I was lucky enough to grow up in Ibiza in the late 70’s, and 80’s when it was at its wildest, most unspoilt and enchanting. It was full of colourful trailblazers from all over the world who chanced upon the island and tapped into its magic. It felt to me like my parents, and their friends were like the original cast and crew of Ibiza. They set the template for the wild full moon parties, the glamorous discos, the bohemian hippie markets. All of this against the backdrop of the intense physical beauty of the place has made me feel extremely privileged to have grown up there.
How do you compare the current lifestyle on the island with your childhood days?
The incredible thing about Ibiza is its resilience. One would imagine with the huge amount of traffic coming through that it would lose some of its magic but you only have to turn up on one of the beaches early in the morning or stand in a field full of almond blossom and nothing’s changed. Sadly the days of not needing much money to live on the island are over, and that makes it tough as a permanent home for many people. It’s a rich man’s game now.
How did you start and develop your jewellery business?
I was working as an actress and needed another string to my bow to support myself. Luckily my parents were collectors of beautiful gems and beads, so it seemed natural to me to use these in my designs. Initially, I sold jewellery to my friends, and it sort of grew from there. I began selling in small boutiques like The Cross, then Harvey Nichols and Liberty. I did a small collection for Matthew Williamson and was lucky enough to get a loyal client base in New York, London and Ibiza
What materials do you like to use?
The natural world produces such a beautiful array of precious and semi-precious material that it’s almost impossible to choose. For me it depends on the mood of a collection; for example, I designed one recently called ‘Sunken Treasures’ where I used natural Tahitian and South sea pearls combined with antique gold charms to create a story. I enjoy taking materials like diamonds and emeralds which are often handled in a traditional way in jewellery design and making them more approachable and mixing them in unexpected ways.
Who is your typical client?
I’m thrilled to say I don’t have a typical client; my jewellery seems to attract people of all ages and walks of life, and I feel very proud that it appeals to such a cross-section of people. To me, that feels like I’m getting something right. I will say a trait all my customers share is an eye for something a little bit different.
Your collections evoke both a bohemian and glamorous style. How do you define luxury?
I like the idea of making luxury something accessible; wearing black diamonds with a bikini on the beach, combing serious pearls with funky charms and flip-flops. Luxury to me has to be something that awakens your senses but at the same time makes you feel comfortable. Gold is a great example of luxury; it always enhances and warms its wearer.
Tell us about your most exclusive jewellery piece to date?
I made a necklace called “The Galaxy” in which I used hundreds of champagne coloured diamonds and gold beads to create a piece which reminded me of a milky way of stars and planets.

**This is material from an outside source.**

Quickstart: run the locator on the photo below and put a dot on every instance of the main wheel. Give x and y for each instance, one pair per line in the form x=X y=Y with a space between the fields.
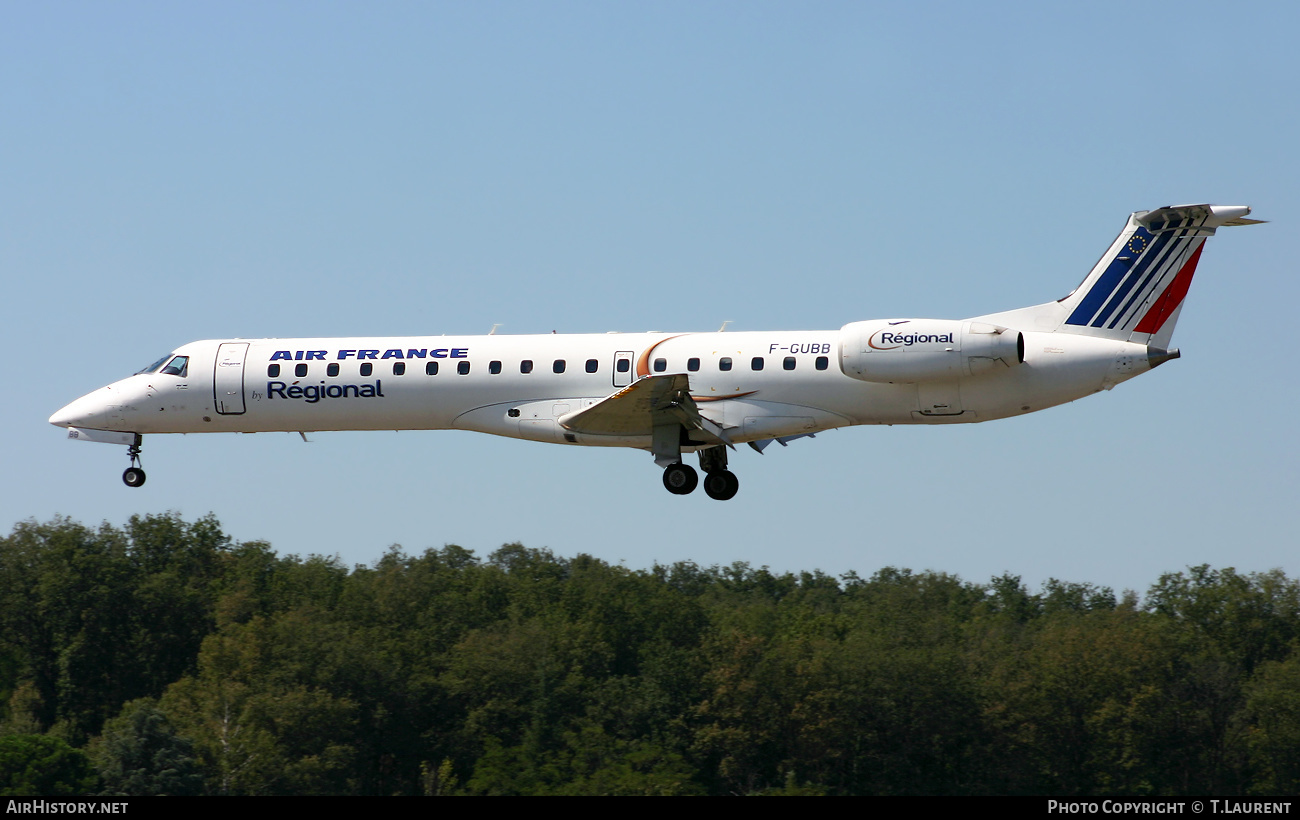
x=722 y=485
x=679 y=478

How do you occupy yourself during the winter months?
My winter months are spent in Ovingdean, just outside Brighton. I’m lucky enough to live in a beautiful Arts and Crafts era house with a gorgeous view of both the South Downs and the sea. Designing jewellery collections, writing screenplays and bringing up three children takes up all my time and my life is very busy.
What is your favourite Ibiza place everyone should visit and why?
Not an easy question to answer as I have so many places I adore, but I have to say sitting on Benirras beach in the early morning sun with a cafe con leche after a swim to the rock is pretty much as good as it gets.